Il faut concevoir et construire les systèmes de traitement en tenant compte des résultats obtenus lors de l'évaluation des sources d'eau en fonction de la quantité et de la qualité de l'eau ainsi qu'en fonction de la demande courante et future et revoir régulièrement ces systèmes lors des inspections du Système de rapports sur la condition des biens (SRCB) et les améliorer au besoin. Parmi les facteurs à considérer lors de la conception de systèmes de traitement efficaces, mentionnons les procédés de traitement requis, les éléments de traitement (y compris les redondances), la conception de l'équipement, les produits chimiques employés, l'efficacité du traitement, les procédures de surveillance et les réalités locales. Lors de l'évaluation de ces aspects, il faut identifier les dangers potentiels, leurs causes et les risques qui leur sont associés sur le plan de la santé, de manière à pouvoir établir des priorités en matière de gestion des risques.

Il est essentiel d'établir des normes de rendement exhaustives, scientifiquement défendables et réalisables — établies selon des principes reconnus dans l'industrie — pour assurer l'efficacité et la fiabilité des techniques de traitement. Les décideurs doivent trouver un compromis entre le désir d'employer les technologies de pointe et les contraintes économiques propres au site (y compris les analyses du coût–durée). La santé publique doit demeurer l'ultime but de toute décision relative au traitement de l'eau. D'autres approches peuvent être utilisées s'il a été établi à la satisfaction d'AINC qu'elles constituent d'aussi bonnes voire de meilleures façons d'atteindre les mêmes objectifs.

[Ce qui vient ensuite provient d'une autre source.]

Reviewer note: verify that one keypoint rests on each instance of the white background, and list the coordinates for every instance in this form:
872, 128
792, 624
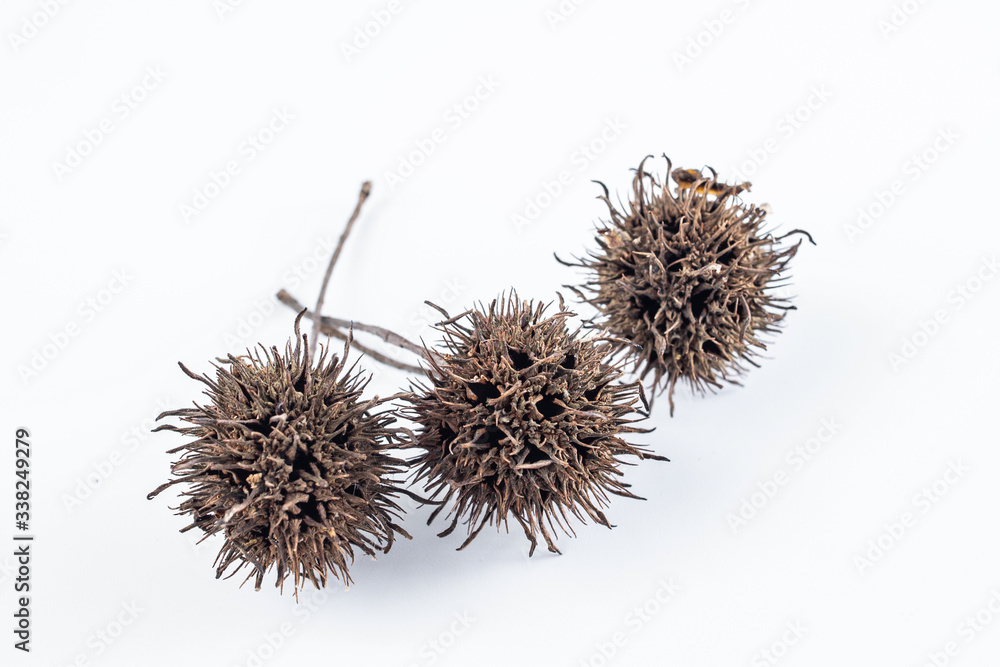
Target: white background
869, 101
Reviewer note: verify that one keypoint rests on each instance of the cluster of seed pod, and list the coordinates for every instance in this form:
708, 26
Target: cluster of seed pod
518, 415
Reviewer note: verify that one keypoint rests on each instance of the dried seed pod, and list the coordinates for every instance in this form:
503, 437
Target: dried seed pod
289, 462
686, 279
523, 418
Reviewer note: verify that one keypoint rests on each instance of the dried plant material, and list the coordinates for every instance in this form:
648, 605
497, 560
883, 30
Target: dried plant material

4.2 Systèmes de distribution

Les systèmes de distribution par canalisations doivent être conçus, construits et rénovés au besoin, pour éliminer les culs–de–sac et les intercommunications, empêcher tout accès non autorisé, permettre une désinfection appropriée et s'assurer que la capacité du système est suffisante pour satisfaire la demande de la communauté et, le cas échéant, pour assurer les besoins en eau en cas d'incendie.

Il a été démontré qu'un nombre important d'éclosions de maladies d'origine hydrique sont causées par une défaillance du système de distribution; c'est pourquoi les personnes responsables d'un système d'alimentation en eau potable mettront en oeuvre des programmes actifs de surveillance des intercommunications.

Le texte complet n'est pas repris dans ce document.